Singer Russell Watson was in critical condition on Thursday after undergoing emergency surgery to remove a brain tumor, hospital officials said.

The 40-year-old tenor, who has sold millions of records around the world, was admitted to the intensive care unit at the Alexandra Hospital in Cheshire after a scan found the tumor.

The father of two young daughters had a brain tumor removed a year ago at St George's Hospital in London.

"Russell is currently in intensive care and his condition remains critical," a hospital spokesman said after the emergency surgery had been carried out.

But his manager, Richard Thompson, said: "Russell is conscious. We've got him back."

The extent of the tumor's re-growth was uncovered by an MRI scan on Wednesday night. Watson fell ill as he finished making a new album.

A statement on Watson's Web site (www.russell-watson.com) said "All our hopes, prayers and wishes are with him."

Fans sent dozens of messages of support.

"Numb with shock at this devastating news," wrote Yve, from Hampshire. "We are all thinking of you and your family, and praying hard for your complete recovery."

The former factory worker from Salford, who is known as The Voice, has sold some five million albums since his first big break singing to the crowd before a football match in 1999.

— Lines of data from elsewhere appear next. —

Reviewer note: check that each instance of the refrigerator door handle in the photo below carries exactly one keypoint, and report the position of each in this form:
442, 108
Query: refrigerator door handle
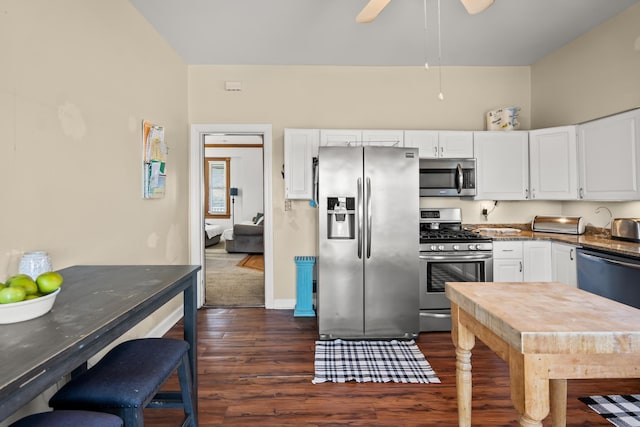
359, 218
368, 217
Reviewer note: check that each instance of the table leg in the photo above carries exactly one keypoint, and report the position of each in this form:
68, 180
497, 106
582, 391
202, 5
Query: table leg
558, 398
464, 341
190, 322
529, 387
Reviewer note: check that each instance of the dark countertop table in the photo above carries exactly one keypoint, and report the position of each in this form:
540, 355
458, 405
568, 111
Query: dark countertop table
96, 305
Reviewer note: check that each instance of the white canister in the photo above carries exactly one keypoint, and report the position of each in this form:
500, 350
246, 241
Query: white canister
35, 263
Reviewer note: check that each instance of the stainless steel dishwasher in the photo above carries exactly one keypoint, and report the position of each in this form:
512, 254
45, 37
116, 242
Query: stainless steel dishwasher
611, 276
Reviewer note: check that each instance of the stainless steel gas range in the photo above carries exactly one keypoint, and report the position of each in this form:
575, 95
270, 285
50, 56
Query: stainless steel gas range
448, 253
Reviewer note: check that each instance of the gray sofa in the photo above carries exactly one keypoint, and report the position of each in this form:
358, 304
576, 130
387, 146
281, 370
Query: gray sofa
246, 238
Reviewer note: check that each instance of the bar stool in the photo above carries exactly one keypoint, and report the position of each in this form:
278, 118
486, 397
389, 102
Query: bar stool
128, 379
69, 419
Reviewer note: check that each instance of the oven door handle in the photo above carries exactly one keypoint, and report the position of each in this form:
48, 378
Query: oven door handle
456, 257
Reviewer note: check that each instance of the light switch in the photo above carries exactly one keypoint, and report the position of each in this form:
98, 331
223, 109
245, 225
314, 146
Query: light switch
232, 86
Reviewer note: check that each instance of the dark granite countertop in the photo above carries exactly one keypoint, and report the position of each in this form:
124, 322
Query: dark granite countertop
593, 238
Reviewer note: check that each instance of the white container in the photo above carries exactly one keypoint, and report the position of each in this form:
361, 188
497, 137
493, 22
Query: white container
35, 263
505, 118
29, 309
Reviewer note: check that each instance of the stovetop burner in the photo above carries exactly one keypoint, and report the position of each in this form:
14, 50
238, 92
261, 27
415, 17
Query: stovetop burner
441, 230
450, 235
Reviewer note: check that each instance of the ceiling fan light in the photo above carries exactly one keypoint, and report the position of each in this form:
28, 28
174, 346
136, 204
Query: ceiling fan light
371, 11
476, 6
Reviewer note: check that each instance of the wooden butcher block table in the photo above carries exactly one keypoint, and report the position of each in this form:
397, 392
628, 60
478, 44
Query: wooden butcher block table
547, 333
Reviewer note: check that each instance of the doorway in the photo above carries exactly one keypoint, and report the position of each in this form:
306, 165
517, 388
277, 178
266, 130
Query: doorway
196, 229
234, 216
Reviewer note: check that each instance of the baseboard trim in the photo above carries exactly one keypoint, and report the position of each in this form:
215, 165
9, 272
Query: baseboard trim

His debut album "The Voice" was number one on the classical charts for a year and went on to win two Classical Brit awards.

Watson has performed for Britain's Queen Elizabeth, U.S. President George W. Bush and the late Pope John Paul.

He was the first British male artist to hold the number one spot in the classical charts on both sides of the Atlantic at the same time.

His follow-up albums mixed classical music with cover versions of popular songs, such as "Strangers in the Night" and "When I Fall in Love."

In May, he sang the national anthem before the FA Cup Final between Chelsea and Manchester United at Wembley.